Sure, I can elaborate on the RHQ case. It was discussed on the rhq-devel mailing list a little while back. Here is my original post on the subject,
Currently there exists the possibility of numeric data loss when merging measurement reports. If there is an error storing raw data, we log the error but do nothing else. Suppose for example that while the server is storing a set of raw data, the storage cluster goes down half way through. In this scenario it is likely that the latter half of that data is lost. There has been some recent discussion about the potential for data loss, and I want to open it up to the list for additional thoughts, opinions, etc. I will briefly summarize a few options for dealing with data loss.
option 1 - do nothing
The case can be made that loss of metric data may not be as significant as losing inventory or configuration data for example. If the data loss is limited to a single measurement report or subset thereof, then it probably is not very significant since we are dealing with loss of a single data point for some some number of schedules. Of course, some dropped metrics here and some dropped metrics there can quickly add up to where we are dealing with a substantial amount of data loss, and this would be bad.

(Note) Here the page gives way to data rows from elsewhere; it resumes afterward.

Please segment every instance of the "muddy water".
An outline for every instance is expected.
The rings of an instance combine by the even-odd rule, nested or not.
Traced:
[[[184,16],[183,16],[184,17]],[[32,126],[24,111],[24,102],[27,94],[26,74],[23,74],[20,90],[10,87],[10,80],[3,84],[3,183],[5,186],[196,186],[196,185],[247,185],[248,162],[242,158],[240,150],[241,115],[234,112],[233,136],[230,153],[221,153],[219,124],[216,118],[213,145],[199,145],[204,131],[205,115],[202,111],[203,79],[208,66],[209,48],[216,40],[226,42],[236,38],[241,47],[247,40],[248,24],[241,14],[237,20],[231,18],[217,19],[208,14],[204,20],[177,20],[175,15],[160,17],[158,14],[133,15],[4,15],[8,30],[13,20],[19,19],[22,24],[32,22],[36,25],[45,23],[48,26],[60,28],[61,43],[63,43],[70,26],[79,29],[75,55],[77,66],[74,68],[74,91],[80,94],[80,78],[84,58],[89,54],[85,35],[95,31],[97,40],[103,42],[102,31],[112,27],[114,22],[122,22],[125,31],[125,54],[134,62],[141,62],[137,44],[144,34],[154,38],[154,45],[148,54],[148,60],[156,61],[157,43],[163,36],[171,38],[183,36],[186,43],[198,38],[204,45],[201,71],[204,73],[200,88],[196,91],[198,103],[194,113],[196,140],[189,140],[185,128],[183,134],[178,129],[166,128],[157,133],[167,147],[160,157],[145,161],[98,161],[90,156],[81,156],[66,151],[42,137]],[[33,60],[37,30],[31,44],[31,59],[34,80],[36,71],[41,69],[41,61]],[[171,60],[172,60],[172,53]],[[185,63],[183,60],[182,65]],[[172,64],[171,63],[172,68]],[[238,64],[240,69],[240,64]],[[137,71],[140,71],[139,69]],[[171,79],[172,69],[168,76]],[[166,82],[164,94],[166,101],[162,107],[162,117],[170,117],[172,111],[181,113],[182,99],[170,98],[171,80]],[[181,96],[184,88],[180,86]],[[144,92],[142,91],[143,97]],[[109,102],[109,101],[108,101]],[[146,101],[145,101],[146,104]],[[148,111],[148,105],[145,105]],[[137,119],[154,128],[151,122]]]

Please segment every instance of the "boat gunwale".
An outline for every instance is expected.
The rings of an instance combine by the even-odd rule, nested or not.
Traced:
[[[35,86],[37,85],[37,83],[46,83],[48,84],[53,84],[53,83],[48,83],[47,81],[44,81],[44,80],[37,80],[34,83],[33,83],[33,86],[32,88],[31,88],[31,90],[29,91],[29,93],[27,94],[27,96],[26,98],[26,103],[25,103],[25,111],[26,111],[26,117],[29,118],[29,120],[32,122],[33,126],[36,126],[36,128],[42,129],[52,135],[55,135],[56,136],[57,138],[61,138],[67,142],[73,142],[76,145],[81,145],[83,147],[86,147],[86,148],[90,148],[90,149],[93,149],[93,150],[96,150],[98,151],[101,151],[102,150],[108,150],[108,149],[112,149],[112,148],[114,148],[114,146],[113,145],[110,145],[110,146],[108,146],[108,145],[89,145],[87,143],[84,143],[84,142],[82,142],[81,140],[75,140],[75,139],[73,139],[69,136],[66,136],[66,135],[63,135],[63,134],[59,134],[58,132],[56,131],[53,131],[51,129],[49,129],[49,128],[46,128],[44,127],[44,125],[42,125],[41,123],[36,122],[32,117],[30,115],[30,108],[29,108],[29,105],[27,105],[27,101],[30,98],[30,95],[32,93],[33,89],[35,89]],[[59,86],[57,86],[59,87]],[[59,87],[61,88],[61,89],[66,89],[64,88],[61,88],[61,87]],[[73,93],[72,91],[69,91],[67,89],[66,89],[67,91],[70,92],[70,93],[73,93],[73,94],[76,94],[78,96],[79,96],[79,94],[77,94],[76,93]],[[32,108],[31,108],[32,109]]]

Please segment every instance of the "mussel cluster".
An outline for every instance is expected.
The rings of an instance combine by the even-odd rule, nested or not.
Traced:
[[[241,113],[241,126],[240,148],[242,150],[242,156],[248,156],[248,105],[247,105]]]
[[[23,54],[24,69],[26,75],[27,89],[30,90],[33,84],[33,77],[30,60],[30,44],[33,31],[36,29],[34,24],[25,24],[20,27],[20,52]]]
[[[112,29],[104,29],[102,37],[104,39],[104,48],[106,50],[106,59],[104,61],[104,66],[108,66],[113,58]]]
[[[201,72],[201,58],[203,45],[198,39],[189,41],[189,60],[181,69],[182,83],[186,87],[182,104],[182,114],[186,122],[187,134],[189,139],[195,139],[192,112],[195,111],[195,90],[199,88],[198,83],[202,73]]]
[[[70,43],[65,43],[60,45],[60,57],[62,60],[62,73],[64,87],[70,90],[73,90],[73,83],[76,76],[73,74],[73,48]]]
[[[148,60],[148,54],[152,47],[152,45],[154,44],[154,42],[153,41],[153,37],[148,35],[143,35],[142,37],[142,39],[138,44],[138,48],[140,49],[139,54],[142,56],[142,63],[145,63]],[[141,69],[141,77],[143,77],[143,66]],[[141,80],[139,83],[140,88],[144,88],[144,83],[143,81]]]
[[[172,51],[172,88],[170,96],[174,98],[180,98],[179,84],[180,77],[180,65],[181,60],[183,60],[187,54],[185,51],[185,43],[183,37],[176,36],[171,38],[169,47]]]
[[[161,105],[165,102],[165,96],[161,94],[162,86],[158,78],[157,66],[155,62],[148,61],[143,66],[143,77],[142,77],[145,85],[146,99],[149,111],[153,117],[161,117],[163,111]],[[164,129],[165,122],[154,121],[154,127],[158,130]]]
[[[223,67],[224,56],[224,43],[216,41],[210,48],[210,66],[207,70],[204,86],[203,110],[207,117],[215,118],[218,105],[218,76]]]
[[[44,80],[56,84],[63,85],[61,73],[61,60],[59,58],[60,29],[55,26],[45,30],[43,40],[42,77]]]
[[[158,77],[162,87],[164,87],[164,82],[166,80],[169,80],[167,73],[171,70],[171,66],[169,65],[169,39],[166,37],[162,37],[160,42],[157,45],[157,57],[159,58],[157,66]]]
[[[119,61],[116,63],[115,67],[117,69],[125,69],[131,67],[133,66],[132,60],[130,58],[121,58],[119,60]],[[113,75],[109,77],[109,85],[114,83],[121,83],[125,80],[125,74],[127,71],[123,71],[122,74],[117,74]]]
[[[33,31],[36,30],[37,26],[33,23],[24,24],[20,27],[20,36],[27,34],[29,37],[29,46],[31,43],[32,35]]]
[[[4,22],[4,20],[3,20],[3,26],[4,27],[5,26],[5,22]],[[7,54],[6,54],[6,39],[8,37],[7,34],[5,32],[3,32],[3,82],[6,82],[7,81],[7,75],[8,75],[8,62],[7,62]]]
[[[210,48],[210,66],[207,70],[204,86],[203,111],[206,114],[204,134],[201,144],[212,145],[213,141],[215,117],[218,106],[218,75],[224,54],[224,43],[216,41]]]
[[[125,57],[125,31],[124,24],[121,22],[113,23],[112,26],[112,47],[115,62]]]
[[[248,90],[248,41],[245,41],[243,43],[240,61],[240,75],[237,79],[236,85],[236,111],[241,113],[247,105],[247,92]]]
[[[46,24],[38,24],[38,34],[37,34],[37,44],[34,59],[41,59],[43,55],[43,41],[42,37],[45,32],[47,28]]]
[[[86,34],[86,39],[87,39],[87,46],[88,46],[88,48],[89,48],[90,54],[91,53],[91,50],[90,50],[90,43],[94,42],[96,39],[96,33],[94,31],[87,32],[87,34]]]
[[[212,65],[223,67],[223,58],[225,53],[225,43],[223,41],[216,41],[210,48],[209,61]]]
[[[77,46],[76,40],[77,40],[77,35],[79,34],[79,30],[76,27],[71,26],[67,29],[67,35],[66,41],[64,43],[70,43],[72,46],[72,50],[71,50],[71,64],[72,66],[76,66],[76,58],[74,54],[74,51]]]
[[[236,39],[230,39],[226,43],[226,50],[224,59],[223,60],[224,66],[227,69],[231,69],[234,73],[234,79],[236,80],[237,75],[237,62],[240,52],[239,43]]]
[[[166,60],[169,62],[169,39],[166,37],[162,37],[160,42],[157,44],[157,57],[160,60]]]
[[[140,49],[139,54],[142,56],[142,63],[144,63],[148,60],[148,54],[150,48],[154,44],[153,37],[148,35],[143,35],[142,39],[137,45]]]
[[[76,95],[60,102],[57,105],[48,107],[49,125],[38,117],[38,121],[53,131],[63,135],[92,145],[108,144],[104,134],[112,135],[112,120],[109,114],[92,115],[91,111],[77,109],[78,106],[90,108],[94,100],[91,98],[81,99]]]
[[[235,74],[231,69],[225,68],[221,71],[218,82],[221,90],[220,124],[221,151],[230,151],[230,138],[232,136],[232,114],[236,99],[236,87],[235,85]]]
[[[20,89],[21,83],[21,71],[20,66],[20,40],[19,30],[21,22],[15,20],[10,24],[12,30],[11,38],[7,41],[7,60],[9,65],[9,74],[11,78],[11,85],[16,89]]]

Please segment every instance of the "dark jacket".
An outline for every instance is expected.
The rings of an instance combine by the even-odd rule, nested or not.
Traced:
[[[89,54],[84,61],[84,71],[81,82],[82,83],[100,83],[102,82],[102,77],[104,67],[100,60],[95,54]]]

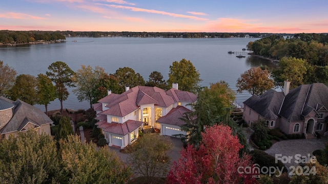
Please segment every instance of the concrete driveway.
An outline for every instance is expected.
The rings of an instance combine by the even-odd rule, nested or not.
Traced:
[[[286,158],[286,157],[289,156],[290,158],[292,158],[290,159],[291,162],[285,164],[285,166],[289,168],[291,166],[297,166],[298,165],[295,162],[296,160],[295,155],[296,155],[296,158],[299,158],[299,155],[306,156],[312,156],[313,151],[324,148],[327,141],[327,138],[281,141],[275,143],[270,148],[265,151],[274,157],[276,154],[281,154],[277,155],[279,158]],[[286,157],[282,157],[283,156]]]
[[[166,135],[164,135],[166,136]],[[174,161],[177,161],[179,158],[180,158],[180,152],[183,148],[183,145],[180,140],[180,138],[173,137],[171,136],[168,136],[171,140],[173,143],[173,147],[172,150],[168,153],[168,155],[171,158],[171,162],[173,163]],[[116,153],[116,154],[118,155],[120,158],[127,164],[128,163],[128,158],[129,156],[129,154],[123,153],[119,151],[119,149],[110,147],[110,150],[114,151]]]

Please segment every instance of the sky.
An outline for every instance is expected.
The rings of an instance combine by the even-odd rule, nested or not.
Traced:
[[[1,0],[1,30],[328,33],[328,0]]]

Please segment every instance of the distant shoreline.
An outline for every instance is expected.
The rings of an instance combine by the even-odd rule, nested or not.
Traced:
[[[50,44],[50,43],[63,43],[66,42],[66,40],[57,40],[57,41],[33,41],[28,43],[0,43],[0,47],[1,46],[16,46],[16,45],[31,45],[31,44]]]

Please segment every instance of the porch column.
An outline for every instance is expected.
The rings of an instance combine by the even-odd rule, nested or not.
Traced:
[[[155,107],[151,107],[151,116],[150,116],[150,120],[151,120],[151,124],[150,125],[150,126],[151,126],[152,128],[154,128],[154,124],[155,123]]]
[[[144,111],[144,108],[140,108],[140,117],[141,118],[141,121],[142,122],[144,122],[144,116],[142,115],[143,113],[143,111]],[[144,129],[144,123],[142,123],[142,124],[141,125],[141,129]]]

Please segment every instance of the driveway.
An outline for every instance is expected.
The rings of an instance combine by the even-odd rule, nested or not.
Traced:
[[[307,157],[308,155],[312,156],[313,151],[324,148],[324,145],[327,141],[327,138],[282,141],[275,143],[270,148],[265,151],[274,157],[276,154],[281,154],[278,156],[279,158],[286,158],[284,156],[290,156],[290,158],[292,158],[290,159],[291,162],[285,164],[286,167],[289,168],[291,166],[297,166],[298,165],[295,162],[296,160],[295,159],[296,154],[298,154],[301,156]],[[300,156],[297,155],[296,157],[299,157]]]
[[[177,161],[181,157],[180,152],[183,149],[183,145],[180,140],[180,138],[171,136],[168,137],[169,137],[173,143],[173,148],[172,150],[168,153],[168,155],[171,157],[171,162],[173,163],[174,161]],[[110,149],[111,151],[114,151],[116,153],[116,155],[118,155],[123,162],[128,164],[127,160],[129,157],[129,154],[120,152],[119,151],[120,149],[119,148],[110,147]]]

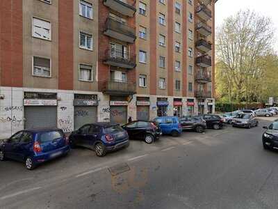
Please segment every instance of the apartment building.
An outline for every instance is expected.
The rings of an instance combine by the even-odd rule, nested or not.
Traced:
[[[214,1],[0,3],[0,139],[214,111]]]

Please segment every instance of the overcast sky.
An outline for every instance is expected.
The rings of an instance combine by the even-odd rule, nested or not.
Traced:
[[[277,33],[278,0],[218,0],[215,3],[216,26],[221,25],[225,17],[245,9],[254,10],[270,17]],[[278,41],[276,41],[275,49],[278,51]]]

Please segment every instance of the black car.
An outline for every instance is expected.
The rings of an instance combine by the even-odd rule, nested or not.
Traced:
[[[152,144],[162,134],[159,126],[153,122],[135,121],[122,126],[129,134],[130,139],[144,140]]]
[[[73,132],[69,139],[72,148],[83,146],[92,149],[99,157],[129,145],[127,132],[118,124],[111,123],[85,124]]]
[[[206,121],[206,127],[219,130],[224,126],[224,118],[218,115],[205,114],[199,117]]]
[[[263,134],[263,146],[265,149],[278,149],[278,120],[275,121],[269,127],[264,126],[266,131]]]
[[[204,132],[206,128],[206,121],[201,118],[185,116],[179,119],[183,130],[193,130],[197,133]]]

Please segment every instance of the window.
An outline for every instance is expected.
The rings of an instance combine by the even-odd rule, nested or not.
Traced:
[[[92,19],[92,4],[84,1],[80,1],[79,15],[89,19]]]
[[[165,45],[165,37],[159,34],[159,45],[164,47]]]
[[[176,61],[174,62],[174,70],[178,72],[181,72],[181,62]]]
[[[147,87],[147,76],[145,75],[139,75],[139,86]]]
[[[91,65],[79,65],[79,81],[92,82],[92,68]]]
[[[188,65],[188,74],[189,75],[193,75],[193,67],[192,65]]]
[[[190,56],[190,57],[192,57],[193,56],[193,49],[192,49],[192,47],[188,47],[188,56]]]
[[[165,16],[162,13],[159,13],[158,22],[160,24],[166,25]]]
[[[190,29],[188,29],[188,38],[190,40],[193,40],[193,31]]]
[[[80,32],[79,47],[84,49],[92,50],[92,36],[90,34]]]
[[[174,43],[174,51],[176,52],[181,52],[181,43],[178,41],[176,41]]]
[[[192,83],[188,83],[188,91],[192,92],[193,89],[192,88]]]
[[[139,14],[146,16],[146,8],[145,3],[139,2]]]
[[[188,21],[190,22],[193,22],[193,15],[190,12],[188,13]]]
[[[174,31],[177,33],[181,33],[181,24],[177,22],[174,23]]]
[[[175,12],[177,14],[181,14],[181,6],[179,3],[176,2],[174,4]]]
[[[159,56],[159,68],[165,68],[165,59],[164,56]]]
[[[165,78],[160,78],[159,79],[159,88],[165,89]]]
[[[175,83],[175,88],[176,88],[176,91],[181,91],[181,81],[180,80],[176,80],[176,83]]]
[[[147,63],[147,52],[144,51],[139,51],[139,62],[142,63]]]
[[[50,59],[33,56],[33,75],[50,77]]]
[[[139,27],[139,38],[147,39],[147,29],[143,26]]]
[[[51,28],[50,22],[33,17],[33,37],[51,40]]]

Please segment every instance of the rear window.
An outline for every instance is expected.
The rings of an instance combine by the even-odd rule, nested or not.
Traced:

option 2 - Rely on agent/server comm layer guaranteed delivery
MeasurementServerService.mergeMeasurementReport(MeasurementReport report) has guaranteed delivery semantics. If the calls fails for whatever reason, the agent will retry it. The agent also spools the report to disk so that if it get disconnected from the server, it can retry after reconnecting. The downside of the guaranteed delivery is that the agent continually retries. If storing raw data failed because the storage cluster is overloaded, this could exacerbate the problem. I have actually experienced this in test environments where I was putting a heavy write load on the server and storage cluster. My server would be down or in maintenance mode for a while, and then the server comes back up, all my agents hammer the server with spooled measurement reports.
There is another aspect to consider in terms of efficiency. Suppose an agent sends 10,000 raw data to the server. An error occurs after storing 9,995 raw data. The agent will resend and the server will store again all 10,000. This is less than optimal and brings me to option 3.
option 3 - Do not overwhelm the server and only retry failed data
The server can report back to the agent the raw data that it failed to store. The agent can spool that data to disk, and resend it at some point in the future. There could be some different approaches. The agent could retry on some fixed interval, or maybe it uses some initial delay with an increasing back off, e.g., 2 minutes, 4 minutes, 8 minutes, etc. This option requires the most work, but I think that it is the most robust.
Later on in the rhq-devel mailing list thread someone suggested handling it completely on the server side by spooling the data to disk and retrying it at some point in the future. Maybe that is what we need to do, but as of right now I prefer to let the client handle it for a couple reasons. First, even if we let the server handle the failures, I think we still want to provide some error reporting to the client for logging/debugging if for nothing else. Secondly, I am concerned about the additional burden that this could put on the server. If we are dealing with a small number of data points, then it is not a big concern. But suppose we have a large, rapidly growing amount of data on disk that will have to be retried. We will want an efficient solution for processing the data on disk, maybe a queue of some sort. Shouldn't that queue be distributed though in the event we are running multiple servers? I just think it is easier and potentially more scalable to let the client retry if it wants.
Even if the server handles failures, I still think it would be nice to provide error reporting back to the client so that it can act accordingly even if that means nothing more than logging the errors for debugging.